More than 19 million children live in low-income homes with a high housing cost burden. This burden reduces families’ resources to spend on child enrichment items and activities and limits the neighborhoods where low-income families can afford live, affecting parents’ ability to send their kids to highly ranked schools. Unequal access to high-performing schools exacerbates educational gaps that start early in life. For example, parents of young children who are among the top 25 percent of earners are more than twice as likely to have at least 10 books in their home than parents in the bottom quartile for earnings, and wealthier mothers are more than 50 percent more likely to read to their child three or more times a week. Additionally, children born to low-income parents are less likely to attend preschool than their more affluent counterparts in middle- or high-income households.

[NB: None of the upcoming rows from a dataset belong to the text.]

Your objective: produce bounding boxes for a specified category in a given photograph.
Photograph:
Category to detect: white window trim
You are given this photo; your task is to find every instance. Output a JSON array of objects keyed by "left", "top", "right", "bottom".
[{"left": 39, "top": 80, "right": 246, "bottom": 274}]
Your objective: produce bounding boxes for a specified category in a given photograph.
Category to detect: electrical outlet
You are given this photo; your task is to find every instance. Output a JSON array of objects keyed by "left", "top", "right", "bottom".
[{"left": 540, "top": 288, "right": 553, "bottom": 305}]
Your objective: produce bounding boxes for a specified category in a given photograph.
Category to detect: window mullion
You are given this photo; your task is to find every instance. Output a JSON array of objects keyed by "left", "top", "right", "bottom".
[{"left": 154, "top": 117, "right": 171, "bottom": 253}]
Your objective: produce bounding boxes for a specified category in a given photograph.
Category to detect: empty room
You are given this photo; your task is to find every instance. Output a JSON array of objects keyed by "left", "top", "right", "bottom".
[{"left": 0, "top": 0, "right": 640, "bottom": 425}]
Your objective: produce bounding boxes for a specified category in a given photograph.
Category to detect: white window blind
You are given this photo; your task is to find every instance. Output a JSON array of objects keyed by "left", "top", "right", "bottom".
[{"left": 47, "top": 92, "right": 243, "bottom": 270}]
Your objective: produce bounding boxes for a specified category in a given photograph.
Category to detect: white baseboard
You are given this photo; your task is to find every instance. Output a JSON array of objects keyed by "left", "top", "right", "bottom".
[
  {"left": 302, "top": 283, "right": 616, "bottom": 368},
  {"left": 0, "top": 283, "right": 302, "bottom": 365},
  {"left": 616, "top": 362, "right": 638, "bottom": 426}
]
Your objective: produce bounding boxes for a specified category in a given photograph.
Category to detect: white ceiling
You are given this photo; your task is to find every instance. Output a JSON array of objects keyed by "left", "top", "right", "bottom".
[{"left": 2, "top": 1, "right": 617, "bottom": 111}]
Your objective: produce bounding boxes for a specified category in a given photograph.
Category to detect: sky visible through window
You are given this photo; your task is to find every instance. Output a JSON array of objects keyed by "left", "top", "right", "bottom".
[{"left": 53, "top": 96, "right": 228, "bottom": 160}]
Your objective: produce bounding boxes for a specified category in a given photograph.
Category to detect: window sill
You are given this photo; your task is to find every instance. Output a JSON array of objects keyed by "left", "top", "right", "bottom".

Housing unaffordability also leads to problems with housing quality and instability, which can have detrimental effects on children’s mental and physical health. Research shows that lead exposure in the home is associated with lower test scores and that children who live in households receiving HUD assistance have lower blood lead levels than nonassisted children in low-income families. Research has also found that poor physical housing conditions, such as home hazards, crowding, and clutter, are associated with worse psychological health both in the short and long term.
Housing assistance gives children in low-income households the opportunity to improve and succeed academically, maintain their health and well-being, and achieve financial success later in life, while reducing costs to society in the long term.
When families can afford rent, everyone benefits. Housing vouchers have been found to improve parenting behaviors, perhaps because they reduce daily household stress. Research suggests that people receiving HUD housing assistance have better physical and mental health than people on waiting lists for housing assistance. One study showed that receiving a housing voucher to move from a low-poverty area resulted in lower rates of diabetes among women 10 to 15 years later.
Rental assistance programs can also provide a crucial stimulus for upward economic mobility. The Jobs-Plus Community Revitalization Initiative for Public Housing Families has been instrumental in helping working age adults modestly increase their earnings and created an increase in work effort at participating developments that lasted even after the program ended. HUD’s Family Self-Sufficiency Program strives to increase housing subsidy recipients’ financial capabilities through a rent-based savings account that has been effective when paired with coaching, peer mentors, and other motivational strategies.
Seniors and the disabled
Housing Plus services provided in HUD-assisted senior housing developments reduce hospital admissions among residents and increase the number of residents who seek treatment for urgent medical issues, improving their health statuses. About two-thirds of HUD-assisted senior housing properties surveyed in a study reported having a service coordinator, a key factor in improved senior health outcomes.
Another study highlights the major impact that federally subsidized housing has on the lives of people with disabilities, finding that the incidence of disability for HUD-assisted households is highest among those who earn the lowest incomes. But the prevalence of this population could be even higher than the data suggest.
“For me, success is not how many people we get into public housing, but how many we get out,” said Secretary Carson. “How many people do we give the life skills that will allow them to be independent?”
It starts with housing: 8.3 million renter households spent more than half their income on housing, lived in severely substandard housing, or both in 2015. And more than half of households that receive federal rental subsidies are headed by disabled people or older Americans. “A family or an individual cannot think about bettering themselves if they have unstable housing,” said Stephen Glaude, a HUD deputy undersecretary to President George H. W. Bush. “If they’re worried about where they’re going to live, they can’t think about career, they can’t think about education, they can’t think about upward mobility.”
How can Secretary Carson reconcile his goal of getting people out of public housing with the realities behind these numbers?
HUD’s goal should be to use its resources to protect the health and well-being of seniors and people with disabilities while providing a supportive pathway out of HUD assistance for everyone else. That means changing how we think about HUD assistance and especially the people who receive it.